The heated flush the papal argument roused in Cindy still warms her throat and upper chest, that with its tiny gold cross sits half-exposed by the unbuttoned two top buttons or stringlatches of the Arab-style robe, her tapering forearms looking childishly fragile within its wide sleeves, her feet bare but for the thinnest golden sandals below the embroidered hem. In the commotion as Webb takes drink orders and Janice wobbles up to go to the john, Harry goes over and sits on a straight chair beside their young hostess. "Hey," he says, "I think the Pope's pretty great. He really knows how to use TV."

Cindy says, with a sharp quick shake of her face as if stung, "I don't like a lot of what he says either, but he's got to draw the line somewhere. That's his job."

"He's running scared," Rabbit offers. "Like everybody else."

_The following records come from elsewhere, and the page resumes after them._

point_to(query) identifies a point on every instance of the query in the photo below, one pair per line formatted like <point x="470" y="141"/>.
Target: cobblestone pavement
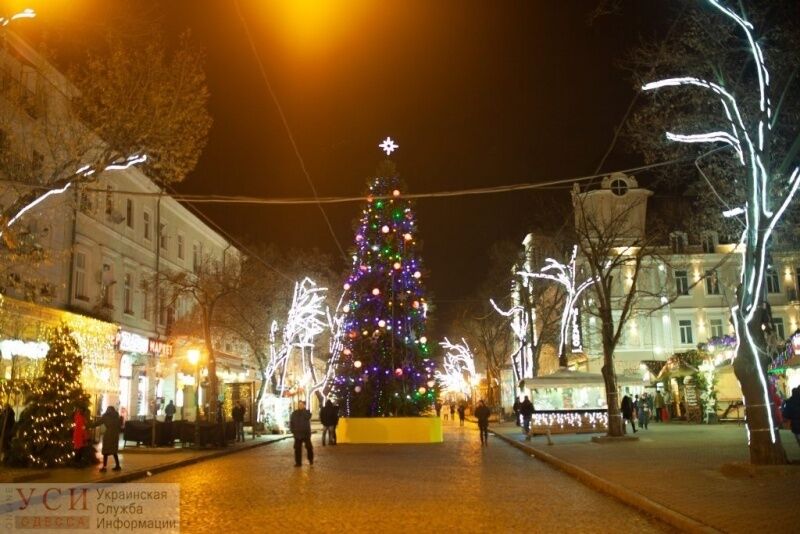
<point x="457" y="486"/>
<point x="680" y="466"/>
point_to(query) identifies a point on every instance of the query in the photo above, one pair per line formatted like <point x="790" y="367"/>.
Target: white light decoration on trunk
<point x="566" y="276"/>
<point x="760" y="219"/>
<point x="459" y="368"/>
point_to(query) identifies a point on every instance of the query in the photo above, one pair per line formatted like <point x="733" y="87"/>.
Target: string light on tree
<point x="768" y="195"/>
<point x="565" y="275"/>
<point x="381" y="329"/>
<point x="459" y="368"/>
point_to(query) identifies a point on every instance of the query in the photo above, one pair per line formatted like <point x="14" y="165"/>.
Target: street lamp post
<point x="194" y="359"/>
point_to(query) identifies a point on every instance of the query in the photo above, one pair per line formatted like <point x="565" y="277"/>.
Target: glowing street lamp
<point x="193" y="355"/>
<point x="24" y="14"/>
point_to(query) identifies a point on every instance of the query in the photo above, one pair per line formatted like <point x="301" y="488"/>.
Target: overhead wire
<point x="286" y="126"/>
<point x="238" y="199"/>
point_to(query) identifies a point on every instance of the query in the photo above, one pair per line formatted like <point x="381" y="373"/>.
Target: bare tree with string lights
<point x="769" y="180"/>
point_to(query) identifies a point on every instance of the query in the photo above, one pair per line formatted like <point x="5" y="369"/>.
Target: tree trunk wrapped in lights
<point x="770" y="186"/>
<point x="384" y="366"/>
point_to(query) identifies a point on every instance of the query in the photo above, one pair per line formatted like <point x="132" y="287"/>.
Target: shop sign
<point x="29" y="349"/>
<point x="130" y="342"/>
<point x="159" y="348"/>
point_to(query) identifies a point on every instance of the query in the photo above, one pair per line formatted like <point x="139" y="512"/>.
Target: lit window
<point x="682" y="282"/>
<point x="773" y="283"/>
<point x="686" y="332"/>
<point x="712" y="283"/>
<point x="80" y="276"/>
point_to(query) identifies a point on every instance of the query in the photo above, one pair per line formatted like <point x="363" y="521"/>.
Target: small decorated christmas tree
<point x="44" y="433"/>
<point x="384" y="366"/>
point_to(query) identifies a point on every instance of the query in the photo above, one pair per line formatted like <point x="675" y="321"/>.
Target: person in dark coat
<point x="300" y="427"/>
<point x="238" y="420"/>
<point x="482" y="414"/>
<point x="627" y="412"/>
<point x="169" y="412"/>
<point x="113" y="423"/>
<point x="526" y="411"/>
<point x="791" y="411"/>
<point x="516" y="406"/>
<point x="329" y="417"/>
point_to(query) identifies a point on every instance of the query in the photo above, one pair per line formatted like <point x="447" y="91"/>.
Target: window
<point x="163" y="309"/>
<point x="710" y="241"/>
<point x="129" y="213"/>
<point x="716" y="327"/>
<point x="712" y="283"/>
<point x="147" y="308"/>
<point x="773" y="284"/>
<point x="686" y="332"/>
<point x="128" y="291"/>
<point x="780" y="331"/>
<point x="196" y="258"/>
<point x="146" y="225"/>
<point x="80" y="276"/>
<point x="87" y="202"/>
<point x="109" y="200"/>
<point x="162" y="236"/>
<point x="682" y="282"/>
<point x="677" y="241"/>
<point x="107" y="286"/>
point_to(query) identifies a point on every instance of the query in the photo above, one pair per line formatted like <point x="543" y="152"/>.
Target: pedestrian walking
<point x="482" y="414"/>
<point x="169" y="412"/>
<point x="526" y="411"/>
<point x="659" y="406"/>
<point x="791" y="411"/>
<point x="627" y="412"/>
<point x="300" y="427"/>
<point x="329" y="417"/>
<point x="642" y="411"/>
<point x="516" y="407"/>
<point x="238" y="420"/>
<point x="113" y="423"/>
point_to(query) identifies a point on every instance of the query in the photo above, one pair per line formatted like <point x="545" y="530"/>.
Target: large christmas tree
<point x="44" y="433"/>
<point x="384" y="366"/>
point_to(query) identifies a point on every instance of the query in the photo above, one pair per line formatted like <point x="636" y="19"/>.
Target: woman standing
<point x="113" y="423"/>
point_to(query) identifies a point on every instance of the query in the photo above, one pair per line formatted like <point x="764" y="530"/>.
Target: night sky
<point x="475" y="93"/>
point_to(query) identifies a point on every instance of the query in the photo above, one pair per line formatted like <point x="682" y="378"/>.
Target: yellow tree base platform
<point x="389" y="430"/>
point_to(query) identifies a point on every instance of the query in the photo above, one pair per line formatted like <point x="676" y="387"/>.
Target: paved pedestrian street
<point x="457" y="486"/>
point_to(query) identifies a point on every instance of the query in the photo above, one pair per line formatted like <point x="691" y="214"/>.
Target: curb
<point x="143" y="473"/>
<point x="624" y="495"/>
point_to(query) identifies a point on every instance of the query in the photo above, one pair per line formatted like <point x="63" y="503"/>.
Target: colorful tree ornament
<point x="392" y="353"/>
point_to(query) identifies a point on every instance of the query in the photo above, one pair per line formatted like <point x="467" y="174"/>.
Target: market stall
<point x="568" y="402"/>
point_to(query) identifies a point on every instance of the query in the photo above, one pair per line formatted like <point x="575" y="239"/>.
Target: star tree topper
<point x="388" y="146"/>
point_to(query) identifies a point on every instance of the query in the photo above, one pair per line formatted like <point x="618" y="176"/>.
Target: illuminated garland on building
<point x="760" y="219"/>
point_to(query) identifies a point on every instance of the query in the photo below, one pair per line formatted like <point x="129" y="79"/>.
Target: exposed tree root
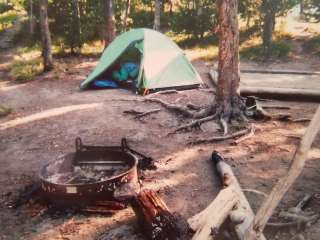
<point x="194" y="123"/>
<point x="221" y="138"/>
<point x="251" y="133"/>
<point x="187" y="111"/>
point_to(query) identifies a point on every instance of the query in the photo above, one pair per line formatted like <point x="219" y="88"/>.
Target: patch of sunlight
<point x="47" y="114"/>
<point x="200" y="53"/>
<point x="314" y="153"/>
<point x="94" y="48"/>
<point x="4" y="86"/>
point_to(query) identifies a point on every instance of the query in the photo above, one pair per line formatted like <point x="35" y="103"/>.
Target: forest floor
<point x="50" y="112"/>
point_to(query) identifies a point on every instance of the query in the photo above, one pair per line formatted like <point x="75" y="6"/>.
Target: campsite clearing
<point x="184" y="178"/>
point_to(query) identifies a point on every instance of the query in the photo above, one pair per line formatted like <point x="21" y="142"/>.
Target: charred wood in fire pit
<point x="156" y="220"/>
<point x="29" y="192"/>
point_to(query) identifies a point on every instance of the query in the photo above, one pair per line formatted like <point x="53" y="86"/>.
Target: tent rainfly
<point x="162" y="64"/>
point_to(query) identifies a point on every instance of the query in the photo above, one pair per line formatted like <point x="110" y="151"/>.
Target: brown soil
<point x="50" y="112"/>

She looks at him, her eyes a bit Chinesey like Mim said, the fatty pouches of her lower lids giving her a kind of squint, as if she's been beaten or is suffering from ragweed, so she twinkles even as she's being serious, her pupils large in this shadowy center of the room away from the track lighting. "Oh, I can't think of him that way, though you're probably right. I've still too much parochial school in me." The ring of brown around her pupils is smooth chocolate, without flecks or fire. "Webb's so gentle, he never pushes me. After Betsey was born, and we agreed he's been father enough, Webb, I couldn't make myself use a diaphragm, it seemed so evil, and he didn't want me on the Pill, what he'd read about it, so he offered to get himself fixed, you know, like the men are paid to do in India, what do they call it, a vasectomy. Rather than have him do that and do God knows what to his psyche, I went impulsively one day and got myself fitted for the diaphragm, I still don't know if I'm putting it in right when I do it, but poor Webb. You know he had five other children by his other wives, and they're both after his money constantly. Neither has married though they're living with men, that's what I would call immoral, to keep bleeding him that way."